Some restaurant workers choose this profession despite knowing its flaws. Many others come to it not by choice but by necessity. For those of us attempting to change the structure of restaurant work, it is a loving protest. Even in their current incarnations, restaurants can be places of romance, of care, of leisure, and, most importantly, of generosity. For many communities, they are places of refuge, crucial third spaces. In rare examples, they can even be places where we can try to reduce systemic harm: Ownership can be community-oriented; labour structures more fair and shared. Restaurants are places where many single moms, like my own, have been able to work in order to make ends meet. But the opportunities they have provided to some do not absolve them of their duty to repair.
The “radicalism” of our acts is in asking for a change and in working toward better, more comprehensively decent treatment for all restaurant workers.
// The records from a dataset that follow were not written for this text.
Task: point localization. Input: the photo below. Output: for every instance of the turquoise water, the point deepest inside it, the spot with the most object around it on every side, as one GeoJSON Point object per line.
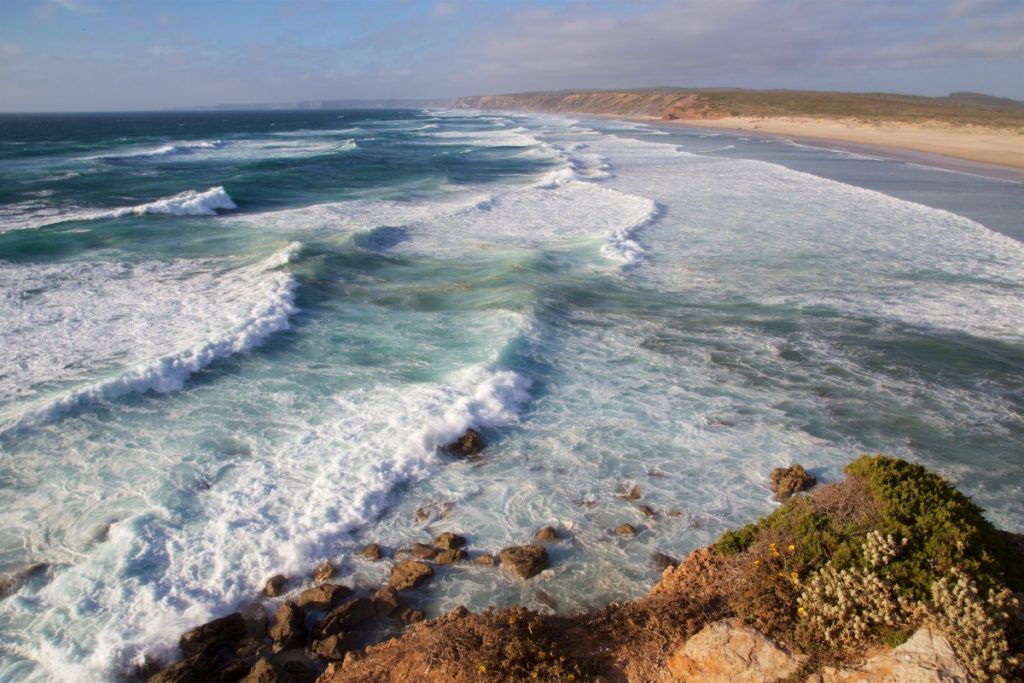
{"type": "Point", "coordinates": [232, 343]}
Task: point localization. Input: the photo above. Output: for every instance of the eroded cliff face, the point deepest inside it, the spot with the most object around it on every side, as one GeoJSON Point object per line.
{"type": "Point", "coordinates": [656, 104]}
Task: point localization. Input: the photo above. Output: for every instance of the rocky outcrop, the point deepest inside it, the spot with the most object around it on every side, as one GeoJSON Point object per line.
{"type": "Point", "coordinates": [787, 480]}
{"type": "Point", "coordinates": [926, 657]}
{"type": "Point", "coordinates": [729, 652]}
{"type": "Point", "coordinates": [524, 561]}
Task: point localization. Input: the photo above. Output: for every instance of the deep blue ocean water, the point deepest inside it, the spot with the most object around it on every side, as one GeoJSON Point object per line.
{"type": "Point", "coordinates": [231, 343]}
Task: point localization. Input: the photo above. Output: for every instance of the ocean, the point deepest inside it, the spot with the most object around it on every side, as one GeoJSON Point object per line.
{"type": "Point", "coordinates": [232, 345]}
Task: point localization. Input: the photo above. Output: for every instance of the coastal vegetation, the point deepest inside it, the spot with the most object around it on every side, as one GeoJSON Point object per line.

After a year of black squares on social media, public professions about the need for change, and a pandemic that peeled away any sense of stability in restaurant work, you would think moving social justice work beyond performance wouldn’t be so radical anymore. Community organizers have managed to yield some measure of fruit in a field of blight, but their efforts are neither exhaustive nor permanent. Nor can they fix a broken industry on their own. They shouldn’t have to.